No, Gödel's theorem says that there are true things that can't be figured out. Not that there would be things that can be figured out, but can not be figured out ;)
 
Think of science as an expanding sphere, inside of the sphere is everything we understand, and outside of the sphere is everything we don't understand. Early on the sphere is small and the surface area touching things we dont understand is also small... so we think we know a lot, but as our knowledge increases... that surface area touching things we dont understan also increases... making that saying, "the more you learn, the less you know" very true.
 
Didn't Godel's theorems hint at this?

No, not really. First, Godel's theorem is logic, not science. IIRC, Godel just proves that any formal logic system sophisticated enough to deal with arithmetic will be necessarily incomplete. That is, certain true statements within that system will be unprovable by that system. Second of all, and more importantly, it (and other famous examples of the limits of knowledge like the QM stuff) only sets the limits of knowledge. So, if we figure out everything that can be figured out, then we still might not know some QM stuff, but only because it is un-figure-out-able.

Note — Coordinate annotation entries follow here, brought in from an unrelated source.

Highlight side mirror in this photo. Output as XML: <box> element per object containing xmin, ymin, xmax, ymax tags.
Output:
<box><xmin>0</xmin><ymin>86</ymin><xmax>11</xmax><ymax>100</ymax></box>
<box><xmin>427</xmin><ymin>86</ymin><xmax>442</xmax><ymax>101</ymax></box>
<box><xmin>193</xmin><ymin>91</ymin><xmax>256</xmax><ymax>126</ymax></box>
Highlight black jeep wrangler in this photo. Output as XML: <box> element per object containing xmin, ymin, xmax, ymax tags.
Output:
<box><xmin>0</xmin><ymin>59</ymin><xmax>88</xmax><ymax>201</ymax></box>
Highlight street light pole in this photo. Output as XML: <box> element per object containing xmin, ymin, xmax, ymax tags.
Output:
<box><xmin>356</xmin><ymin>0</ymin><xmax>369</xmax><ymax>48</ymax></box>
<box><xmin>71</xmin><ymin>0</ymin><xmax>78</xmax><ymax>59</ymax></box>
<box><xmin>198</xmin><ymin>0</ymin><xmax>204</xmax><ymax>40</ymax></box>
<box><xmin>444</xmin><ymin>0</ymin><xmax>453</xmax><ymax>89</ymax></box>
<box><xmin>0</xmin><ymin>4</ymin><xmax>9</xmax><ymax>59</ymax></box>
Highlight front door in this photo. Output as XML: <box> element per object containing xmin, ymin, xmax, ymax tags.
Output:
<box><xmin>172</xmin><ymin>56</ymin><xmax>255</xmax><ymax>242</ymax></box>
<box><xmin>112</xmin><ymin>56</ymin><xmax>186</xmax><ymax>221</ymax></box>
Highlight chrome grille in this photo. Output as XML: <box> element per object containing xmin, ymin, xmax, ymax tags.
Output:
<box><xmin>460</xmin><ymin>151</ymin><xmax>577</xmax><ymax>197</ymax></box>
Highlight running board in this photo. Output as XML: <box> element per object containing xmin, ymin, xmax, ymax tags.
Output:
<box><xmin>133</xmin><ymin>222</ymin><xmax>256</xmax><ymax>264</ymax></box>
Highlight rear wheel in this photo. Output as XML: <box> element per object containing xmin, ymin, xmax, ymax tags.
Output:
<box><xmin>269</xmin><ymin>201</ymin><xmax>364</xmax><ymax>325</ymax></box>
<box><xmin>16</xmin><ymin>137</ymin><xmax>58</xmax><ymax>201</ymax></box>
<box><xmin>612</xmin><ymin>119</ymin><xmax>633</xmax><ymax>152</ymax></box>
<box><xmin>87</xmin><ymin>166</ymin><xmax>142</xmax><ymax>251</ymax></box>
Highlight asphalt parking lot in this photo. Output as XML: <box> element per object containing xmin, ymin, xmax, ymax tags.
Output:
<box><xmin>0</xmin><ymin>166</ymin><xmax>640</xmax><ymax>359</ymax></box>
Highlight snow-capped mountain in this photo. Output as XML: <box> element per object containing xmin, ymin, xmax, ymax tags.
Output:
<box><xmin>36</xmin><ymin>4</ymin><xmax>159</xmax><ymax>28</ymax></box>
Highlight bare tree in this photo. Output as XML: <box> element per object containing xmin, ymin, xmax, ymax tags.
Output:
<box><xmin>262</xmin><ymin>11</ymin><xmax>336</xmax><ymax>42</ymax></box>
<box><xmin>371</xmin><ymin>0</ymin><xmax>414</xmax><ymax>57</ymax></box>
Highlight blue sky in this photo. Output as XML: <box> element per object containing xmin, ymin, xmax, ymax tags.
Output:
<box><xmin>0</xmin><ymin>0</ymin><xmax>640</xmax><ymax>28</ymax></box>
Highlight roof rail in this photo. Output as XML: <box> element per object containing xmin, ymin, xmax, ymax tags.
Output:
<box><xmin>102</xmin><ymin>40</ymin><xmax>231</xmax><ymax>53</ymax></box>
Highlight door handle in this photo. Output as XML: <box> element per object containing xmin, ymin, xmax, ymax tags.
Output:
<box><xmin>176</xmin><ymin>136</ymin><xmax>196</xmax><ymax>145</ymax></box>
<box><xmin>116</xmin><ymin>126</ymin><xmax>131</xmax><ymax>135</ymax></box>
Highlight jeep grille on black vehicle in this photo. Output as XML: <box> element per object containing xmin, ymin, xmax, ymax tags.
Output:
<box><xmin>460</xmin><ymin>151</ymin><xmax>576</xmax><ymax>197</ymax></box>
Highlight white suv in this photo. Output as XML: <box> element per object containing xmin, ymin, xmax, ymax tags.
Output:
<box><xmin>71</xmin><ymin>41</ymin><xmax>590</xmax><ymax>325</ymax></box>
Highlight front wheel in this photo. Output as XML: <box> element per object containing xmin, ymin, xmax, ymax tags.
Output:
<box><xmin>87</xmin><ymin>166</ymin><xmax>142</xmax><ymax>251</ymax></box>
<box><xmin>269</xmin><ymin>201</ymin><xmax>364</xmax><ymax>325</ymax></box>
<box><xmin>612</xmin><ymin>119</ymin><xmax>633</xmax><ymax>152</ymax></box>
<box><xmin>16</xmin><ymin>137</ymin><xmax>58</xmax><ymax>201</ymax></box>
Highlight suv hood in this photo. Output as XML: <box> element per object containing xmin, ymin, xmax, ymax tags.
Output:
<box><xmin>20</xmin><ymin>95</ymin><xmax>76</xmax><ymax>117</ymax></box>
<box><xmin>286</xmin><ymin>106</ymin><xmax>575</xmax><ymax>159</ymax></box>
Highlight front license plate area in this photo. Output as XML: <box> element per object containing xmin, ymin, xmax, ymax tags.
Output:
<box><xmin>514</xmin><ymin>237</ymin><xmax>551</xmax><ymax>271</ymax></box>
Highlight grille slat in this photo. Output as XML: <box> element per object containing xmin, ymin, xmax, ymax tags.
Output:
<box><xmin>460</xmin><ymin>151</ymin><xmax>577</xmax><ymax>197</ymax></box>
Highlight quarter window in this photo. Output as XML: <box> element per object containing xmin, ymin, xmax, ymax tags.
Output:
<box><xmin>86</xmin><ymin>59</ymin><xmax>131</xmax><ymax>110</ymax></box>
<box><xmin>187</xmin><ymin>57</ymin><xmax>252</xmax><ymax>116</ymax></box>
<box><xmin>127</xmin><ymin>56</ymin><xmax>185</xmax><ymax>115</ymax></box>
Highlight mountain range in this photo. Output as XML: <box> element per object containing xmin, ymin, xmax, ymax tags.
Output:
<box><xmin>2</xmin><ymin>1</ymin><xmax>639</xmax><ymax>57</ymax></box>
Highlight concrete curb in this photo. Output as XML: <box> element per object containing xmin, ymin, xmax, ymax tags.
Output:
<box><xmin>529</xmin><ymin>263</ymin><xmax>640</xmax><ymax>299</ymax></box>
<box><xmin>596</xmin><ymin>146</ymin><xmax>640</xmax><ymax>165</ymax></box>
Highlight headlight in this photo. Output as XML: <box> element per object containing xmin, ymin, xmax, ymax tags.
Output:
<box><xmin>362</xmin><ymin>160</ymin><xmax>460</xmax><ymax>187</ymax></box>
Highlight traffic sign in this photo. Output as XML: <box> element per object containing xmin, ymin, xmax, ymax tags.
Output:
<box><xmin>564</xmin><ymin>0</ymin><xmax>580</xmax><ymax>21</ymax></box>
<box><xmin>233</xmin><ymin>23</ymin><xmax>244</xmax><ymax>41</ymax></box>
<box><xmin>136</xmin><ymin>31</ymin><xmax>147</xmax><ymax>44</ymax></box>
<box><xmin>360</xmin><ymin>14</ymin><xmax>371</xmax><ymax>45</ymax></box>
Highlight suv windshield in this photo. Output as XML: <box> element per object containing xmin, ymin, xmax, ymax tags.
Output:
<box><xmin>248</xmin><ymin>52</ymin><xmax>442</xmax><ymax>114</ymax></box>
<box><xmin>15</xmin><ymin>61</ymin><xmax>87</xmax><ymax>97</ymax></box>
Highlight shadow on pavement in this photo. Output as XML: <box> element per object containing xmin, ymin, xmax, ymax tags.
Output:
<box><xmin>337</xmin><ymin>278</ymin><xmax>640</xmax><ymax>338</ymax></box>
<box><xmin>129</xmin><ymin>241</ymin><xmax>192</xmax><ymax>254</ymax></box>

I do agree, however, that we will never know everything that there is to know, nor would we ever want to. And we probably can't. The combinatorial explosion involved in explaining large enough scale phenomena to sufficient accuracy, even if that stuff is in principle knowable, makes it unknowable for all practical purposes.
 
Considering the fact that there's still some unsolved problems in classical mechanics, the theory of everything, e.g. a theory which explains all of the forces of the universe, will not actually be able to explain everything. I always found the name silly.
 
I believe it's possible to know everything that is knowable. I don't think anyone has (can?) prove that that's impossible.
 
I believe it's possible to know everything that is knowable.

I don't just believe it, I believe it is necessarily the case, entailed in the definition of "knowable".
 
At the end of a show on the discoveries that led to the theory of the Big Bang, the narator closed with this remark:

"This is our theory of everything. This is our explenation of what has happened and our predictions of what will happen. It's a work in progress and there will be additions and alterations in the years to come. It's a story which is being written right now. Lets see how it ends shall we?".

Which I thought is a nice way to summarize science. Especially because it doesn't claim to have absolute understanding and knowledge.

What do you think? What does science mean to you?

In Ancient Greece Philosophers were seen as a sort of scientists as well. They had their theories about the creation/formation of the world as well. Some of these theories are still influencing modern scientists, some of these theories now seem of course quite ridiculous.
 
The whole Godel thing is kinda silly, really. It doesn't say that we can't understand the rules that govern everything or that we can't come up with a really kickass picture of the big bang or anything. What it or some other mathy thing (I don't understand what the hell Godel was talking about) says is we can't know what every particle is doing at all times, which is a lot different then not being able to have a complete narrative of the universe at a human understandable scale (something that would fit in a few volumes of books, for example) or a complete understanding of the laws at the small scale.